Obras de sua fase intitulada: “Antiguos dueños de las flechas”, e, dessa fase, está exposta um óleo sobre tela medindo 70 cm x 85 cm no Museu de Arte de São Paulo Assis Chateaubriand:

Tamanho 45 X 60 – 1986
Acrílico sobre tela

Tamanho 30 X 40 – 1985
Xilogravura

Tamanho 20 X 25 – 1985
Xilogravura

As obras dessa sua fase, feitas por esse importante artista paraense, radicado em São Paulo, e que teve uma exposição póstuma na Galeria Pontes (Texto abaixo), são alusivas ao universo indígena, de uma Amazônia que ficou na mente do artista reproduzida de forma poética inspirada na fumaça da memória. Ele descobriu, nas lembranças da infância e no convívio com a natureza, a grande diretriz de sua arte. Sua obra, uma linguagem plástica de elevados níveis de complexidade e sofisticação e com uma sensibilidade refinada e intuitiva, é a concretização do pensamento e aparece na série “Antiguos dueños de las flechas”, como quem busca identificar e elaborar sentimentos escondidos na memória. O rio aparece nesses trabalhos como uma de suas mais fortes metáforas, pensamentos obsessivos tentando elaborar memórias e afetos. Nesta fase, além de todos os materiais já utilizados anteriormente (óleo sobre tela, aquarela, nanquim, lápis de cor, colagem etc.), o artista passou a usar a pintura a óleo mais intensamente, realçando a cor e destacando a textura e passa também a utilizar um recurso novo: a aerofotogrametria.

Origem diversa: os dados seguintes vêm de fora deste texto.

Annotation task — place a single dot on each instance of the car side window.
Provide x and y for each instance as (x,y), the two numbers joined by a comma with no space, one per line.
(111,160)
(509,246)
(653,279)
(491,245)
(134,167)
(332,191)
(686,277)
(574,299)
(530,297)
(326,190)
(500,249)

Exposição individual de Valdir Sarubbi

Desenhos, pinturas e relevos

A Galeria Pontes uniu-se a um grupo de alunos e admiradores de Valdir Sarubbi (1939-2000) para celebrar a produção deste sensível artista paraense que produziu e ensinou em São Paulo. Foram apresentadas 22 obras minimalistas, entre desenhos, pinturas e relevos em técnicas mistas, lápis de cor, nanquim e colagens, duas telas inéditas que estava desenvolvendo quando ganhou o prêmio da Pollock-Krasner Foundation, além de alguns trabalhos da fase amazônica.

Curadoria: Alex Cerveny

Veja o que diz Renato Rezende, ex-aluno do Atelier Livre, na apresentação dessa exposição quando fala sobre o professor e amigo: “Acima de tudo, Sarubbi possuía uma profunda capacidade de amar: amava generosamente, com profundo respeito pela individualidade de cada aluno ou amigo, permitindo o florescimento de cada relacionamento com a mesma sensibilidade e esmero que percebemos em suas obras plásticas.”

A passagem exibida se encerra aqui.